08 de julho de 2026
Cultura

A bossa nova chega a SP

Por Da Redação | Com Reuters
| Tempo de leitura: 2 min

O Rio de Janeiro emprestou um pedacinho da praia e de seu famoso calçadão de ondas para a grande exposição “Bossa na Oca”, sobre os 50 anos da bossa nova, que começa nesta terça-feira no Parque do Ibirapuera, em São Paulo. Com alto grau de interatividade, a mostra pretende promover uma viagem pela história do gênero musical brasileiro que mais alcançou projeção internacional.

A bossa nova revelou para o mundo não apenas a sofisticação da música nacional, mas também o estilo de vida da juventude do País da década de 1950. A exposição resgata imagens e sons mais importantes desses 50 anos do movimento, proporcionando ao público uma vivência do ambiente que propiciou seu nascimento.

Com direção de Marcello Dantas, artista responsável pelo Museu da Língua Portuguesa, e do premiado videomaker Carlos Nader, a mostra ocupará os 8 mil metros da construção projetada por Oscar Niemeyer, ao reunir depoimentos e registros musicais históricos, muitos deles inéditos, além de amplo acervo visual e sonoro, selecionado a partir de 12 mil fotografias e 3 mil horas de imagens em movimento.

A exposição é a âncora do evento Itaúbrasil, que ainda promoverá dois shows concebidos especialmente para a ocasião: a união inédita de Roberto Carlos e Caetano Veloso, em homenagem a Tom Jobim, e o encontro de jovens artistas para celebrar João Donato.

____________________

Encontro virtual

Em “Bossa na Oca”, o público assistirá a vídeos feitos especialmente para a exposição, terá acesso a áudios e imagens célebres e/ou inéditas - incluindo fotografias do concerto do Carnegie Hall, que pertencem ao acervo da Biblioteca do Congresso Norte-Americano - e poderá presenciar um encontro virtual histórico entre Tom Jobim, Vinicius de Moraes, Astrud Gilberto, Ella Fitzgerald, Sarah Vaughan, Frank Sinatra, Stan Getz e Nara Leão, tendo Johnny Alf como âncora.

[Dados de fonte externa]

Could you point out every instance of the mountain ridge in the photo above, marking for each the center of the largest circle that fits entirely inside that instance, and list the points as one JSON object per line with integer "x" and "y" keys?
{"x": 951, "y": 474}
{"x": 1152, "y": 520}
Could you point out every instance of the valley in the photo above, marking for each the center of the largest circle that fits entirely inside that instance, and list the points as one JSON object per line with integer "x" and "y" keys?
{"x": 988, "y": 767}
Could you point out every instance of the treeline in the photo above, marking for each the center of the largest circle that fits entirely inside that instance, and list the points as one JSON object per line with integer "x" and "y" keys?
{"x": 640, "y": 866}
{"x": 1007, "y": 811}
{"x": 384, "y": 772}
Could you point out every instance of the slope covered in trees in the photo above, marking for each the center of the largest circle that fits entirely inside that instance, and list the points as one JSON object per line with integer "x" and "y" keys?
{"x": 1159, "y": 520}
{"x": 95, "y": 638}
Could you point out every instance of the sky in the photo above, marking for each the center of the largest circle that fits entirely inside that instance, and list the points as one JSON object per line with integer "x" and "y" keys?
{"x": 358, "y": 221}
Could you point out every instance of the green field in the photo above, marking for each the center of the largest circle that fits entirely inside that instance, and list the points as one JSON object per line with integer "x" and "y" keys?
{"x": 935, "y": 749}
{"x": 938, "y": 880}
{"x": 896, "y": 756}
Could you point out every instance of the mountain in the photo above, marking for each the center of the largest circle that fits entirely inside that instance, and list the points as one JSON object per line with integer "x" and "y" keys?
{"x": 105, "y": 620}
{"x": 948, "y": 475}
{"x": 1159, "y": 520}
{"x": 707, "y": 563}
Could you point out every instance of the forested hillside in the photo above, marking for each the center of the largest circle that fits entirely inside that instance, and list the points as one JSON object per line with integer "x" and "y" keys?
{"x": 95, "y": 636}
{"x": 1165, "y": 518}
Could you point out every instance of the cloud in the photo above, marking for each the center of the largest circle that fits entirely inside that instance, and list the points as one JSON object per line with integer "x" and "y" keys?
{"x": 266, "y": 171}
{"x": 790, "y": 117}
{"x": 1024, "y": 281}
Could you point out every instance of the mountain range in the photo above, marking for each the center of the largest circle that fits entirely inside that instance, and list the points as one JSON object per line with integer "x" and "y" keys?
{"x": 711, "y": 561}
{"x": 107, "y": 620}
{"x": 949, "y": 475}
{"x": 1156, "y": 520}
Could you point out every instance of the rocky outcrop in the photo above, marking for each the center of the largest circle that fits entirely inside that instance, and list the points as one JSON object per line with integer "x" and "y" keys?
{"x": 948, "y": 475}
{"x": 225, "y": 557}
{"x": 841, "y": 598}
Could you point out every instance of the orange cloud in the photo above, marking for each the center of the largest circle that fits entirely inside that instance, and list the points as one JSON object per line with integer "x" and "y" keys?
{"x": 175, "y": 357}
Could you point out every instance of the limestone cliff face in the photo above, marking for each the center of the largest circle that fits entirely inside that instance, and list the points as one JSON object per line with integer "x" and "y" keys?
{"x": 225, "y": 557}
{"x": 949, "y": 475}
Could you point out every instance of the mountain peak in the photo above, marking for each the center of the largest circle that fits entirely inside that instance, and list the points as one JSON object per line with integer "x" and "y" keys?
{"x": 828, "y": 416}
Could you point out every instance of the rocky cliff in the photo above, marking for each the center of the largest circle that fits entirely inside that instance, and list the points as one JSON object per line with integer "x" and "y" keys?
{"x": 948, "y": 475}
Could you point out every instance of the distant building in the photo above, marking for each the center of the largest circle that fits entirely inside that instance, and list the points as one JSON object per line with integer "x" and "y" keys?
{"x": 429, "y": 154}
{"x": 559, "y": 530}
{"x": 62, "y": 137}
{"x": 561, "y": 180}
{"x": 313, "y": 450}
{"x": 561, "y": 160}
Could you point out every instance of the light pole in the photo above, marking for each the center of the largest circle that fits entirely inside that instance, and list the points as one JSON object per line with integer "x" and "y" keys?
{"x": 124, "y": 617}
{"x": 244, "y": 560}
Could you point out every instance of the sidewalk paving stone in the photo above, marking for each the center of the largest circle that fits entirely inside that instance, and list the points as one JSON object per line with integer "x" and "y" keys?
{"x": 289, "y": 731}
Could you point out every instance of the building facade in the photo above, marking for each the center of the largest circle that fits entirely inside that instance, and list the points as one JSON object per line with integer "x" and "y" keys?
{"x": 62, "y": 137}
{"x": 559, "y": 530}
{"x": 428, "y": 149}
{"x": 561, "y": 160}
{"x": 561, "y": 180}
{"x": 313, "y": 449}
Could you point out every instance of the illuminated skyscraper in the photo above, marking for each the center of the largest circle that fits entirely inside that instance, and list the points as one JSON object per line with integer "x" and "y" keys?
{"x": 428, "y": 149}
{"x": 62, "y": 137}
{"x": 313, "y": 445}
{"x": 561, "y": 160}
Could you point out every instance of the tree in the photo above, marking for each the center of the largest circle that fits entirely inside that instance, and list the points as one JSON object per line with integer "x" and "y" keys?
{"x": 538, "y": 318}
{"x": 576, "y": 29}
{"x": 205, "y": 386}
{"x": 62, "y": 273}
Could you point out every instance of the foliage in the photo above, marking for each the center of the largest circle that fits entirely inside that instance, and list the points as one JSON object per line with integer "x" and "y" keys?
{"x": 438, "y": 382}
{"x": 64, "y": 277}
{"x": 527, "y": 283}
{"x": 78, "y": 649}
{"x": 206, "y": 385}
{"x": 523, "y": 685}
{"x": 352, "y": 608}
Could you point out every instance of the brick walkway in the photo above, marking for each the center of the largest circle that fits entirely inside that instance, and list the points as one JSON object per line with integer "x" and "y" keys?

A apresentação só será possível graças à tecnologia “Eyeliner”, já usada nos shows da banda virtual Gorillaz. “Será uma vivência imersiva dentro de uma linguagem musical”, promete Marcello Dantas. Um dos destaques da exposição, o show virtual no “Beco das Garrafas” usa uma película holográfica e um sistema de projeção, que coloca todos no palco ao mesmo tempo, “interagindo” com piano, banquinhos e microfones de verdade.

“O Vinicius aparece assim meio de lado, meio que paquerando a Astrud... e o Johnny Alf está piano. No final, todos agradecem juntos”, contou Dantas, explicando que tudo é em preto-e-branco, como nos anos 1950.

“A exposição celebra um movimento cultural que criou um ritmo e uma idéia. O ritmo lida com as raízes sonoras mais profundas do País e as transforma numa música moderna, rica, sofisticada e feliz, que alcançou sucesso sem precedentes na história da música brasileira. A idéia é que o Brasil pode ser esta música”, define Nader. “Ela apresenta a história da Bossa Nova de um jeito que os jovens de hoje podem entender os jovens de então, pois narra o surgimento da cultura jovem do Brasil”, complementa Dantas.